The final track "aisatsana [102]" , is a return to some of the more delicate elements of Aphex Twin's 2001 album Drukqs. "Aisatsana [102]" was a song Richard D. James's wrote for his wife and it shows. It is just lone piano phrases against thesound of nature. The rest of the album feels so wild and alien, you never really truly understand it yet you're enthralled at the same time. But with this final track there's nothing to understand--it is simply Aphex Twin at his most beautiful and heartfelt. The song is reminiscent of Brian Eno's ambient efforts in that time stretches by and yet you hardly notice. It takes you into its world and never lets you go.

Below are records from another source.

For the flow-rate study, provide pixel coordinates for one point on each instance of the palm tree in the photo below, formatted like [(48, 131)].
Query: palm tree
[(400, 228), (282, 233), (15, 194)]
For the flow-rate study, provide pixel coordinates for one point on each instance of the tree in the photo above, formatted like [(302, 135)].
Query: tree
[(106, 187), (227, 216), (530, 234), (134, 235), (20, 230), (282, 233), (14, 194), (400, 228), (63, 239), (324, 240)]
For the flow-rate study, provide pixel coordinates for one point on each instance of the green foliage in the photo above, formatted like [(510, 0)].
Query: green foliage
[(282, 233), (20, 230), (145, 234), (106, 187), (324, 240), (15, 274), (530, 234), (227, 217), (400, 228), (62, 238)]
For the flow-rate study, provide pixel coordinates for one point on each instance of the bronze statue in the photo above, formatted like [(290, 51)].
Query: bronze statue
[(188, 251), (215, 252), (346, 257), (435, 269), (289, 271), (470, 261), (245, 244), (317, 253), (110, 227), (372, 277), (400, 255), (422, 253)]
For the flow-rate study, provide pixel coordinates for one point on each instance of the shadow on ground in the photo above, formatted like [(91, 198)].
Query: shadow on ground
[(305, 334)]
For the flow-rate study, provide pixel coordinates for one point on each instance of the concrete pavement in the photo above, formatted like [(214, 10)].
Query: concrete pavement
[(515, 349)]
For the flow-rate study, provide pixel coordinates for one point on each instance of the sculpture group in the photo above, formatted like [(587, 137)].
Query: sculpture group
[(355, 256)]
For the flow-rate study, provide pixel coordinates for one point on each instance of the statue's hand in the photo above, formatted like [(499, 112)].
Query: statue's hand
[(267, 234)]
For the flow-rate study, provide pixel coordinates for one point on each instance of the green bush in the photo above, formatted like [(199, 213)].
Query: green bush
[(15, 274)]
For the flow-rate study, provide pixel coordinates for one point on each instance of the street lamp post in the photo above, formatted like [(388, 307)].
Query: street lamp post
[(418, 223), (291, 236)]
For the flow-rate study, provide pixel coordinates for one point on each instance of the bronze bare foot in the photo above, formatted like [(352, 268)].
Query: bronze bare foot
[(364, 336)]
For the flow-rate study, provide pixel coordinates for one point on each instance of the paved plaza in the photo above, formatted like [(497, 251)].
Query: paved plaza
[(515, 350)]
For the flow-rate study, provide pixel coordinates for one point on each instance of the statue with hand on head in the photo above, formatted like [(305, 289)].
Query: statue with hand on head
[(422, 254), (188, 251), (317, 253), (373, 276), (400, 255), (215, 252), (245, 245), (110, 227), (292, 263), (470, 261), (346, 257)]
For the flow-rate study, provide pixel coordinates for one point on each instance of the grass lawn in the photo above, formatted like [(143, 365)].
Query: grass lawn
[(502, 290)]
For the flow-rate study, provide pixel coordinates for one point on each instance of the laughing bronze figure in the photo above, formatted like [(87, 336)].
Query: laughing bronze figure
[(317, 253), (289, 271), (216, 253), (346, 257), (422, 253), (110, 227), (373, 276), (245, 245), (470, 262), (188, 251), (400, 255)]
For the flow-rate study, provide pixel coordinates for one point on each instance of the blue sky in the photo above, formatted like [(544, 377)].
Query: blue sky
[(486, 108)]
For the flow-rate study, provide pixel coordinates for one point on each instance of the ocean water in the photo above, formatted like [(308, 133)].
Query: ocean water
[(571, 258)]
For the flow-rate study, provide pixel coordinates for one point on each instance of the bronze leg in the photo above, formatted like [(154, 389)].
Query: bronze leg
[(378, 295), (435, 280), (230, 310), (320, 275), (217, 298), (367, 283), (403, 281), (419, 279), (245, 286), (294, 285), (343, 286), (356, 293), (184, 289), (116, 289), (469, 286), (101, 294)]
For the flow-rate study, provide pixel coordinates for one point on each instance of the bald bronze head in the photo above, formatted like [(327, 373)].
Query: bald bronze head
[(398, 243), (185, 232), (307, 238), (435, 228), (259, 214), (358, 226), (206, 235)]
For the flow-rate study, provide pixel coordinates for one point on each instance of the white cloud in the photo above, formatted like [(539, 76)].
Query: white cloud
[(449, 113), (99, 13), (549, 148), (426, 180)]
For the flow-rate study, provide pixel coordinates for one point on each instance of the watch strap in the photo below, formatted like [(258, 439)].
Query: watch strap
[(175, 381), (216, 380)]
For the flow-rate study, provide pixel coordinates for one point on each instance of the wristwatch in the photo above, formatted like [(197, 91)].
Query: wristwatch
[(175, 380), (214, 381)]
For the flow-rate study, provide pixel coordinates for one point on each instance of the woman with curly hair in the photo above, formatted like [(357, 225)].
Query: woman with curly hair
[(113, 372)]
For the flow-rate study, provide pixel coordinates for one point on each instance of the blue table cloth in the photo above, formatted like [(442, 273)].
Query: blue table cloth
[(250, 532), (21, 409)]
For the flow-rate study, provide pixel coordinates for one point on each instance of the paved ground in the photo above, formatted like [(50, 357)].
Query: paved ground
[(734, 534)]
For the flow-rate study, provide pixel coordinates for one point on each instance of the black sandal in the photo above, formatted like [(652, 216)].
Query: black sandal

Syro is a masterful return for the man that has so much to do with why electronic music is as popular is it is today. Sure, there's nothing as jarring as "Come To Daddy" on here but there really doesn't need to be. What we have here is an album that takes Aphex Twin's greatest strengths--technical profficiency and heartfelt emotion--and compiling it into a selection of songs that show he is still truly a virtuoso rather than an electronic music producer. If one were to make a comparison, Syro has the best qualities of Selected Ambient Works 85--92 and Drukqs. That may be a loaded comparison, but you need only a few listens to Syro before its world evelops you in the ways that those two albums did all those years ago.
In the end there may still be Autechre and Squarepusher. There may still be the new-school of electronic music producers like Burial, Four Tet, Skrillex, Jamie XX, and so many others. One fact remains true however--there is only one Aphex Twin. And nobody does it better. In a world where an Aphex Twin record can still feel relevant in 2014, that's something to take comfort in.